<いじめ>男子中学生、作文で被害示唆 担任気付かず

<いじめ>男子中学生、作文で被害示唆 担任気付かず
毎日新聞 2013年4月11日(木)7時42分配信

 佐賀県鳥栖市の市立中学校の男子生徒(13)が同級生らから暴行を受けたり、現金約70万円を脅し取られるなどしていたいじめ問題で、男子生徒が被害をほのめかす内容の作文を担任教諭に提出していたことが分かった。学校側がいじめの事実を把握する約1カ月前で、この間、首を絞められるなどの被害をを受けていた。保護者によると、生徒は「学校に向けた精いっぱいのSOSだった」としているが、担任は気付かなかったという。

 作文は原稿用紙(400字詰め)4枚。昨年の夏休みの宿題で、担任の女性教諭が「人権」をテーマに出題していた。生徒は「いじめをなくしたい」のタイトルで日ごろ受けているいじめについてつづり、昨年9月の新学期に提出した。

 冒頭「いじめというひどいものをなくしたい」と明記。続いて▽「集団で1人をたたいたりけったり、悪口を言ったり」▽「手紙に悪い内容の事をかいて机の中や、くつばこにおいていたり」▽「自殺までいったら責任がとれるのか」▽「見て見ぬふりをする人が一番ダメ」−−などと書いていた。自分が被害者であることには触れず、ほのめかす内容にとどめていた。
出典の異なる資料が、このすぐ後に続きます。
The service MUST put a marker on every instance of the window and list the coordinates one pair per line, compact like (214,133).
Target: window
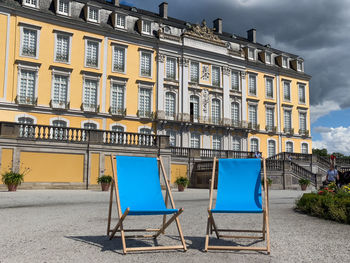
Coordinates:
(251,53)
(62,48)
(120,20)
(268,58)
(146,64)
(289,147)
(170,105)
(172,137)
(286,90)
(284,62)
(27,84)
(252,84)
(271,151)
(63,7)
(117,98)
(302,122)
(119,59)
(269,87)
(304,148)
(270,118)
(194,72)
(90,95)
(236,144)
(254,145)
(92,54)
(234,81)
(194,108)
(253,115)
(195,140)
(216,142)
(287,120)
(146,27)
(60,91)
(171,68)
(93,14)
(301,92)
(215,76)
(31,3)
(235,114)
(144,102)
(29,42)
(215,111)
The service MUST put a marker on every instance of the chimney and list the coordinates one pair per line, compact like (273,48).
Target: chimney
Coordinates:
(217,23)
(163,10)
(251,35)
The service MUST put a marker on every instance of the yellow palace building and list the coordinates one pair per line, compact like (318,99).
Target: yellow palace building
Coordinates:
(107,66)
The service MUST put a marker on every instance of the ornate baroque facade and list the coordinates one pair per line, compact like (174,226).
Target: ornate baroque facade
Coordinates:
(104,65)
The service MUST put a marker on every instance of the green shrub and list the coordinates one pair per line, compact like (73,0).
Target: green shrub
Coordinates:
(328,205)
(104,179)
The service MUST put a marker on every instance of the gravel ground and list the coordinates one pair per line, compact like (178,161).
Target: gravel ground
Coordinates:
(70,226)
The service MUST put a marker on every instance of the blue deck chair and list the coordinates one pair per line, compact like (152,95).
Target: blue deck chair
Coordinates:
(238,191)
(138,192)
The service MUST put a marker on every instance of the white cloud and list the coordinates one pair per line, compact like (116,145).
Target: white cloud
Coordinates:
(322,109)
(335,140)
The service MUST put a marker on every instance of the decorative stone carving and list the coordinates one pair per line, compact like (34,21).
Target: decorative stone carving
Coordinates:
(205,72)
(203,32)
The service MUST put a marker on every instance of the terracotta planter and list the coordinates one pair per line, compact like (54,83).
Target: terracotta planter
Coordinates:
(181,188)
(105,186)
(303,187)
(12,187)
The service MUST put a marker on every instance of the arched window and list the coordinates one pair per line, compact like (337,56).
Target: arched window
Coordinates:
(194,108)
(215,111)
(170,105)
(254,145)
(236,144)
(235,114)
(195,140)
(289,147)
(271,151)
(304,148)
(172,137)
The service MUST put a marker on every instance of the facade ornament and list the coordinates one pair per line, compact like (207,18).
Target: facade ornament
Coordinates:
(226,71)
(205,72)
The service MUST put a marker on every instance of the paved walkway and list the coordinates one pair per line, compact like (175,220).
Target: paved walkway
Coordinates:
(70,226)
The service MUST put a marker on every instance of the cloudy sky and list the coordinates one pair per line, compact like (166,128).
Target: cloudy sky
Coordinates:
(317,30)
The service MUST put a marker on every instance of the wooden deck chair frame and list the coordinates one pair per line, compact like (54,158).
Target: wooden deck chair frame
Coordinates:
(157,231)
(211,225)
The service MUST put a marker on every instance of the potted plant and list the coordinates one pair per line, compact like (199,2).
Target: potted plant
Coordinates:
(105,181)
(181,182)
(12,180)
(304,183)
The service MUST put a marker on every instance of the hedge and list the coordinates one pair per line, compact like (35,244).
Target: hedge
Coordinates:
(332,206)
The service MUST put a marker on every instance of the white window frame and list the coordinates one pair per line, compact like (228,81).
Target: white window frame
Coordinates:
(150,27)
(140,55)
(69,35)
(62,73)
(34,28)
(115,45)
(58,7)
(98,41)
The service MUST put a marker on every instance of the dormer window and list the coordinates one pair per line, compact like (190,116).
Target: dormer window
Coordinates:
(93,14)
(146,27)
(300,65)
(251,53)
(62,7)
(285,62)
(31,3)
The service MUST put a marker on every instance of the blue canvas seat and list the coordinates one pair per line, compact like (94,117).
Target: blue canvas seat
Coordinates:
(239,191)
(138,192)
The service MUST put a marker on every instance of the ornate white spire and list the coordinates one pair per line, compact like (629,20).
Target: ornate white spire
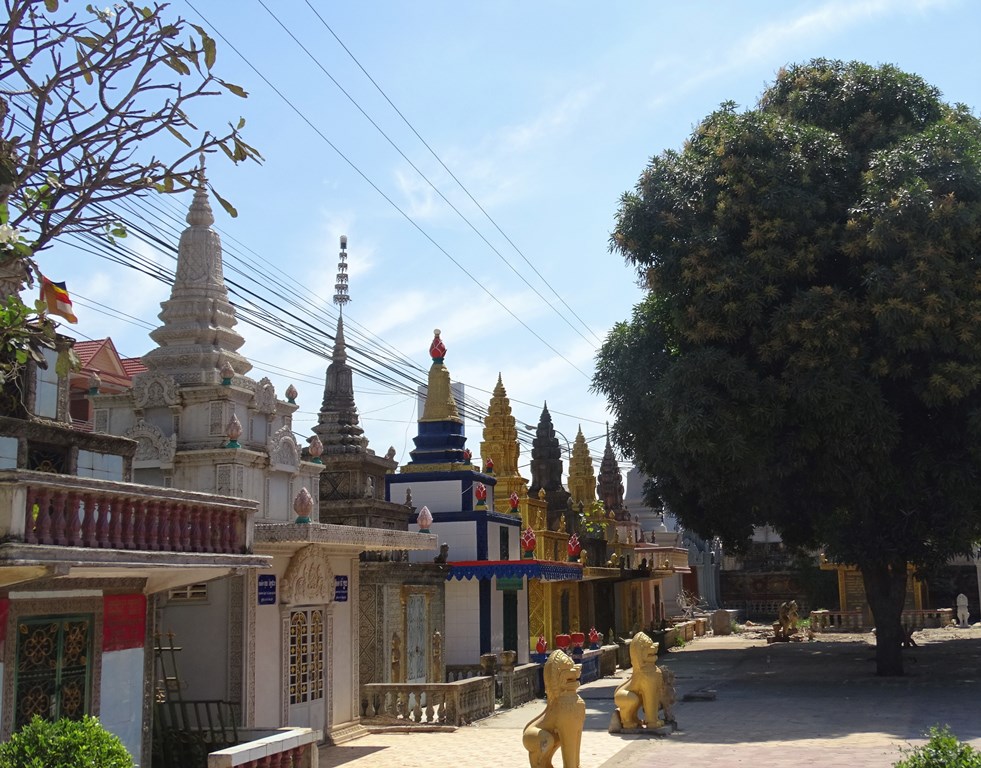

 いじめは約1カ月後の昨年10月、別の同級生が学校側に訴え発覚。鳥栖市教委は先月、記者会見し、生徒が昨年4〜10月に同級生ら13人からいじめを受けていたと発表した。発覚直後から生徒は心的外傷後ストレス障害(PTSD)で欠席。担任が生徒の自宅を訪ね、作文などを両親に返却した際「いじめに気付かなかった」と謝罪したという。

 校長によると、作文は担任が保管しており、いじめ発覚後も報告はなかったという。学校の調べに担任は「提出時の生徒の様子に異変はなかった。他の生徒の作文にもいじめをテーマにしたものがあった」と話したが、事実関係の確認などはしていなかった。校長は「もっと早く気付くべきだった」と釈明した。

 また、同校では毎月、いじめに関するアンケートを行っているが、生徒の母親によると、生徒は同級生に仕返しされるのが怖くて書けなかったという。母親は「先生にいじめに気付いてほしいと思いながら作文を書いたようだ」と話した。【田中韻】

 男子生徒が提出した作文の内容は次の通り。=一部抜粋

 ぼくは、いじめというひどいものをなくしたいと思っています。例えば、集団で1人をたたいたりけったり、悪口をいったり、先生がいるときだけ仲がいいふりをしたり、手紙に悪い内容の事をかいて机の中や、くつばこにおいていたりされたら、その人は傷ついて学校に行きたくなくなったり、または自殺という行為にまでいったら責任がとれるのかということがわかります。

 そして、人を傷つけておきながらこの人がやれっていったからとか、ぼくはたたいただけとか、悪口をいっただけなどと、言いわけを言いだす人がいますが、そんな言いわけをいうぐらいなら、最初からしなかったらいいと思います。

 そして、人がこうやって傷つけられている人を、また見て見ぬふりをする人が一番ダメだと思います。勇気を出して、やめるように止めてあげたり、大丈夫などと優しく声をかけてあげれば、とってもいいと思います。それでもまだ傷つけられてしまった場合にはちゃんと担任の先生や近くにいる先生を呼んで止めてもらえばいいと思います。

 でも、やっぱり傷つく人の一番いやな傷つけられかたは「あだ名」だと思います。自分がつけられてうれしいあだ名ならいいけど、バカとかちょっといやな自分がもしその呼ばれ方で呼ばれたらいやなのを人にそうやって呼ぶというのはとってもいけない。

 そして「おまえ、先生にすぐちくる(報告する)」と、ひやかす人がいますが、それは全くちくりということではないと思っています。